I have two datasets (A & B). They each have 1000 numbers.
99% of the time: A < x <= B
However, 1% of the time B < x < A.
How can I solve for x, where x has the highest probability of separating the two groups.
Obviously Max(A) and Min(B) are misleading because there are occasional anomalies (<2%). Can you help me determine the optimum "x" with the highest probability on both sides?
Sample Dataset
A 1
A 1
A 1
A 2
B 2 <--anomoly
A 3
A 3
A 3
A 4
A 5 <--anomoly
B 5 <--division, or `x`
B 5
B 5
B 5
A 6 <--anomoly
B 7
B 8
B 8
B 8
B 9
B 9
B 10
B 10
Like the sample you have given, sort the datasets in ascending order. If there are both A's and B's for any same number, sort all those A's before those B's.

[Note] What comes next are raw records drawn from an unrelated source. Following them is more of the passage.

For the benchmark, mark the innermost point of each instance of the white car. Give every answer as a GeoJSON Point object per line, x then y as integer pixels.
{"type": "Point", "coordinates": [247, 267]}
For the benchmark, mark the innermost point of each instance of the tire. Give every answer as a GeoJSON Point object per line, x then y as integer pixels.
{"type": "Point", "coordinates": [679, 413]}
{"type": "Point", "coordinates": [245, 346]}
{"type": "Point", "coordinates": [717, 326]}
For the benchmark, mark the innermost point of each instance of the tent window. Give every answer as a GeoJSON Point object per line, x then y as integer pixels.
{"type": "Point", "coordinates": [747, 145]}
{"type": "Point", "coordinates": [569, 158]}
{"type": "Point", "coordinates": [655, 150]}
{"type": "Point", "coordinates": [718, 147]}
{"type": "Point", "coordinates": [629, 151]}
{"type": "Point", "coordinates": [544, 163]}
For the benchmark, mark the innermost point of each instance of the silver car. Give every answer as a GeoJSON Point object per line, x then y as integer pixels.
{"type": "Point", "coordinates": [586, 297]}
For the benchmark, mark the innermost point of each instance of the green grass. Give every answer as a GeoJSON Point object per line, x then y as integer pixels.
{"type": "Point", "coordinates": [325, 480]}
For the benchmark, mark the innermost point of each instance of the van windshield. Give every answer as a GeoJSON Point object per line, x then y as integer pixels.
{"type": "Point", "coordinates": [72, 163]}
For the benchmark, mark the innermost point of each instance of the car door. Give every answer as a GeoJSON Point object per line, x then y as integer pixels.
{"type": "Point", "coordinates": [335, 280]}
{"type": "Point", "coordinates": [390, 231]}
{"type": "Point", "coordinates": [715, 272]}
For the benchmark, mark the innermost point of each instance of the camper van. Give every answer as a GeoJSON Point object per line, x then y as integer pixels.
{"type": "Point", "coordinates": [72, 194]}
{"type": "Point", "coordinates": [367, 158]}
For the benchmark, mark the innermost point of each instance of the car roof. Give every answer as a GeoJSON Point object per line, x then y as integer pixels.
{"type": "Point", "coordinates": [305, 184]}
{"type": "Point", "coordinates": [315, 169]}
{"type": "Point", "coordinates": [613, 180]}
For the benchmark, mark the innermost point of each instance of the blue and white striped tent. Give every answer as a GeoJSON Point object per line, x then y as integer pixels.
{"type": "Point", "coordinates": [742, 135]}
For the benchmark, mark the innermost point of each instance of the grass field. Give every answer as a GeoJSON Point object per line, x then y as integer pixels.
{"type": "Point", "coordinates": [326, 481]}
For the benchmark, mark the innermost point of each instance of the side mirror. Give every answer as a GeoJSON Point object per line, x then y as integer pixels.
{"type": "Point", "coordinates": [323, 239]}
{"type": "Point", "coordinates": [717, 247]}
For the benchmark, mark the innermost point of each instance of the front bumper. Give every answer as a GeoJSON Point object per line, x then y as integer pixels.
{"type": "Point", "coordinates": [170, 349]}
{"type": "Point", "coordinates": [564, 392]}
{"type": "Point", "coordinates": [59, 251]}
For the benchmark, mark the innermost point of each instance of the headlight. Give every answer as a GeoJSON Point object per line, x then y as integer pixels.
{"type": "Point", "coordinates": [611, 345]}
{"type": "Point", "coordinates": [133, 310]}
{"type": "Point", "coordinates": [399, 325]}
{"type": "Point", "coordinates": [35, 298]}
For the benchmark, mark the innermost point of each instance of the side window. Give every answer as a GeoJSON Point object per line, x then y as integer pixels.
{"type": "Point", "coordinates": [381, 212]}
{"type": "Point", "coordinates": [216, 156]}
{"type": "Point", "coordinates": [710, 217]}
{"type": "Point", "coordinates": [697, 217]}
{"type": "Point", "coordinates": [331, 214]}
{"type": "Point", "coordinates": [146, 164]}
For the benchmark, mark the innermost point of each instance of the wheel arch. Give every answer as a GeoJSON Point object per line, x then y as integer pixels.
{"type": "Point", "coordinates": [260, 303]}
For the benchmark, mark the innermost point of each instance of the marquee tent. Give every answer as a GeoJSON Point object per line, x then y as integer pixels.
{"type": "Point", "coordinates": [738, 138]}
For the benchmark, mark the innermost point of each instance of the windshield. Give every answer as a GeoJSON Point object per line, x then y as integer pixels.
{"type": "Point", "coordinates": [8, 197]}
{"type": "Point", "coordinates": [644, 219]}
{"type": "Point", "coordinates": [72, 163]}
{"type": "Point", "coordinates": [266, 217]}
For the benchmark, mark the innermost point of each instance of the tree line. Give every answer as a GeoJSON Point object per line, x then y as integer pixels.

Now, we have a sequence of 1000 A's and 1000 B's mixed together. Initialise an error counter $e=1000$.
Sequentially scan the sequence. If an A is encountered, decrease $e$ by 1. If a B is encountered instead, increase $e$ by 1.
Also, store the split point that minimises $e$ throughout the scan. The corresponding number value, which equals to the average of the number values before and after the split, will be the boundary that minimises number of mis-classification.